The subject of musical appreciation has come up previously and that has wound up with a discussion of tone deafness.  The research in this case did not cover whether any of the research subjects identified themselves as tone deaf.

It does not appear that tone deafness is the same thing as musical anhedonia since it seems tone deafness still allows for some reward in music but not as much whereas it seems the music doesn't do anything for people with musical anhedonia.  Those are general impressions with unknown accuracy.

Lotho has described himself as tone deaf and the effect comes when there is less ability to differentiate pitch so it shifts more toward a monotone.  We attended many, many rock shows together and he explained his enthusiasm at the shows with the excitement of the crowd and the spectacle and this is a general impression as well since it's tough or impossible to describe his experience.

Lotho is my brother and, amazingly enough, not a research subject but it's still interesting to me that we're packing generally the same genetic kit and yet there's an apparent difference in the effect of music.  The same is true for maybe an even split in the family in which some seem to regard music as one more unusual and sometimes cool thing humans do while the others feel music as every good thing in the world happening at once.


My ol' Dad felt music is life and so does Doc whereas my sisters seem they can generally take it or leave it.  My ol' Mother sang pop songs in the kitchen while she cooked so she definitely felt it too.

That seems it proves genetics had nothing to do with it but how about this:  how about if musical appreciation is the dominant aspect of the gene and tone deafness is the recessive aspect.  If both parents are heterozygous for it (i.e. dominant and recessive) then you will have an equal chance from each one of getting the dominant or recessive aspect so a percentage of the progeny will wind up homozygous recessive for tone deaf and music becomes noise.

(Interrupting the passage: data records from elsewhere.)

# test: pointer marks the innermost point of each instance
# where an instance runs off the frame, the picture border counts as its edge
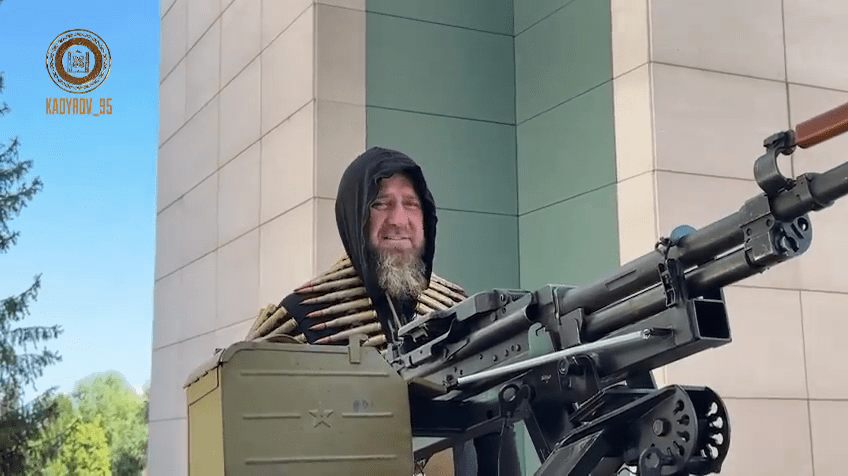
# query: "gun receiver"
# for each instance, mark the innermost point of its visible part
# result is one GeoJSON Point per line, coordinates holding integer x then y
{"type": "Point", "coordinates": [581, 356]}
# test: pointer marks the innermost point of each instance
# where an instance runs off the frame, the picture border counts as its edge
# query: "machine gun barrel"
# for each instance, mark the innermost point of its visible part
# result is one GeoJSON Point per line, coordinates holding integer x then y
{"type": "Point", "coordinates": [727, 269]}
{"type": "Point", "coordinates": [787, 200]}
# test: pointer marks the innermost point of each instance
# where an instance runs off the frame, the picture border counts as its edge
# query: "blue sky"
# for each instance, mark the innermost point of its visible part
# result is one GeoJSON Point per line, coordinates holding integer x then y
{"type": "Point", "coordinates": [91, 231]}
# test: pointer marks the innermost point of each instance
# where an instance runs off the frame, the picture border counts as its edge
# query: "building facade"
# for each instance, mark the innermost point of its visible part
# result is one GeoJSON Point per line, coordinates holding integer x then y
{"type": "Point", "coordinates": [560, 138]}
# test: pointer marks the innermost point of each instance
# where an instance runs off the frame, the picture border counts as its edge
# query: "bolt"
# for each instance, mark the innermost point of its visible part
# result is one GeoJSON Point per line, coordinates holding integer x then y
{"type": "Point", "coordinates": [660, 427]}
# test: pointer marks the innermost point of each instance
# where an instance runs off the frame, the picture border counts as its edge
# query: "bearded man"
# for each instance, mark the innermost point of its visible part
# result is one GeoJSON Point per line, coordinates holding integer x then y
{"type": "Point", "coordinates": [386, 218]}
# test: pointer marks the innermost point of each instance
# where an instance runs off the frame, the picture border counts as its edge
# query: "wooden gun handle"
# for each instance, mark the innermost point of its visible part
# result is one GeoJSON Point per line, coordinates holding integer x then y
{"type": "Point", "coordinates": [822, 127]}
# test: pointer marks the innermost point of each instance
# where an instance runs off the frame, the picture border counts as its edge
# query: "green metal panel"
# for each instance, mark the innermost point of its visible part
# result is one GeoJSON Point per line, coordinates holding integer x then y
{"type": "Point", "coordinates": [567, 151]}
{"type": "Point", "coordinates": [477, 250]}
{"type": "Point", "coordinates": [299, 409]}
{"type": "Point", "coordinates": [529, 12]}
{"type": "Point", "coordinates": [486, 15]}
{"type": "Point", "coordinates": [469, 165]}
{"type": "Point", "coordinates": [426, 67]}
{"type": "Point", "coordinates": [572, 242]}
{"type": "Point", "coordinates": [564, 55]}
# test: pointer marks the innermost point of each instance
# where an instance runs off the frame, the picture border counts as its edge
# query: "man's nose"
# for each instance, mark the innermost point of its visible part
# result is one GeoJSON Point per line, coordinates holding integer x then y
{"type": "Point", "coordinates": [397, 216]}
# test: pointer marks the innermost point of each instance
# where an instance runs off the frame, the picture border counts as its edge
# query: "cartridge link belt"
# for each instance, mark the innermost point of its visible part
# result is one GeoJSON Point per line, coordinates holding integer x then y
{"type": "Point", "coordinates": [348, 307]}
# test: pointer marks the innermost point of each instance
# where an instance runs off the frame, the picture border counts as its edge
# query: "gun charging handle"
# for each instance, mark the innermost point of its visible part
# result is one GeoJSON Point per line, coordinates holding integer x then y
{"type": "Point", "coordinates": [822, 127]}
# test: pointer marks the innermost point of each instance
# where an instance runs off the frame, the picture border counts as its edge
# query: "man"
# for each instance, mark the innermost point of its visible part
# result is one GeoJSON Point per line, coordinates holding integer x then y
{"type": "Point", "coordinates": [386, 218]}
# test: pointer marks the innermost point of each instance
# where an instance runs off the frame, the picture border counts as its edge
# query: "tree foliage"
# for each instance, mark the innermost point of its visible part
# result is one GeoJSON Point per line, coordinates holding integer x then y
{"type": "Point", "coordinates": [22, 359]}
{"type": "Point", "coordinates": [112, 399]}
{"type": "Point", "coordinates": [85, 452]}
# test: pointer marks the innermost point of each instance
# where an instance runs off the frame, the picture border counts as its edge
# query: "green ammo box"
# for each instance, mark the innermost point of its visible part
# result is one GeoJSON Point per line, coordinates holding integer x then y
{"type": "Point", "coordinates": [263, 408]}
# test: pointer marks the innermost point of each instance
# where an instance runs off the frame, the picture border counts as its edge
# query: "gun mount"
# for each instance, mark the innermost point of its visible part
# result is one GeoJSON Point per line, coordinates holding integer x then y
{"type": "Point", "coordinates": [478, 367]}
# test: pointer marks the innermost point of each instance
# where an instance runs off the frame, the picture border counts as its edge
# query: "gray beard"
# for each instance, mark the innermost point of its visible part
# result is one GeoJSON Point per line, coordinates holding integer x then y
{"type": "Point", "coordinates": [401, 274]}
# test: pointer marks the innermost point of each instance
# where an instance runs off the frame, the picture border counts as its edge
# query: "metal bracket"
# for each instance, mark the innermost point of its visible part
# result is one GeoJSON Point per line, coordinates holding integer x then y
{"type": "Point", "coordinates": [766, 172]}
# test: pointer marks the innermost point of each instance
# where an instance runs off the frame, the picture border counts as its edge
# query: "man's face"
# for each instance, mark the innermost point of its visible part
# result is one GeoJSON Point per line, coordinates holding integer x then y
{"type": "Point", "coordinates": [397, 221]}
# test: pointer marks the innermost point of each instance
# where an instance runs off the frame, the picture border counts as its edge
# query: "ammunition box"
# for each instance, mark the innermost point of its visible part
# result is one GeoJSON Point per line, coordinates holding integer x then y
{"type": "Point", "coordinates": [262, 408]}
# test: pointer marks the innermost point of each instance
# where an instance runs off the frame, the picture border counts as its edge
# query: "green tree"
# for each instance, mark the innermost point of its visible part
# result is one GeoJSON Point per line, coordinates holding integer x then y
{"type": "Point", "coordinates": [48, 443]}
{"type": "Point", "coordinates": [109, 398]}
{"type": "Point", "coordinates": [85, 451]}
{"type": "Point", "coordinates": [22, 356]}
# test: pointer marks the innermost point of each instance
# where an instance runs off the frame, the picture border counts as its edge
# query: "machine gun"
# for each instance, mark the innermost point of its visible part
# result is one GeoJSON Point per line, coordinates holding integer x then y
{"type": "Point", "coordinates": [573, 363]}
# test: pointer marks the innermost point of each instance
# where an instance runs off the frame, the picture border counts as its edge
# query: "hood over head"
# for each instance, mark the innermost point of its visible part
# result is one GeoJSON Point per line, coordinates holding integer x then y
{"type": "Point", "coordinates": [357, 190]}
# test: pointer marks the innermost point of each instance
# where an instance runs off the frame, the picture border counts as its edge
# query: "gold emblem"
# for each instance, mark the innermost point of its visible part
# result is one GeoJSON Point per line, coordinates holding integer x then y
{"type": "Point", "coordinates": [78, 61]}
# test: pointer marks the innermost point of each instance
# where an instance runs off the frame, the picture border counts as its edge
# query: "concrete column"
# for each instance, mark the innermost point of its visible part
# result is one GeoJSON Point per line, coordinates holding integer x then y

That's thin but it's valid Mendel.


Taking this back to the top, music won't always charm savage beasts as it may just be noise when there's not a musical reward system to enhance it and the sound will only piss 'em off.

2 comments:

Anonymous said...

I use the term tone deaf and rhythm blind very loosely. More as a description of a lack of desire of musical appeciation.
I practice piano with Fairy Princess using a numbered/noted keyboard. Hearing the differences in each not but not caring She loves to play and like her mother must have music in thier life. I dont think either or my daughter or Fairy Princess would feel complete without music. All three started playing instruments at a young age. That desire skipped me

Unknown said...

No need to try some kind of analysis since we could do that all day and conclude exactly what you just said that the desire for it skipped you. It looks like genetics are in this but in the end it still comes to the same thing that some get off on music and some don't. This musical anhedonia adds a different twist to it but still the same outcome.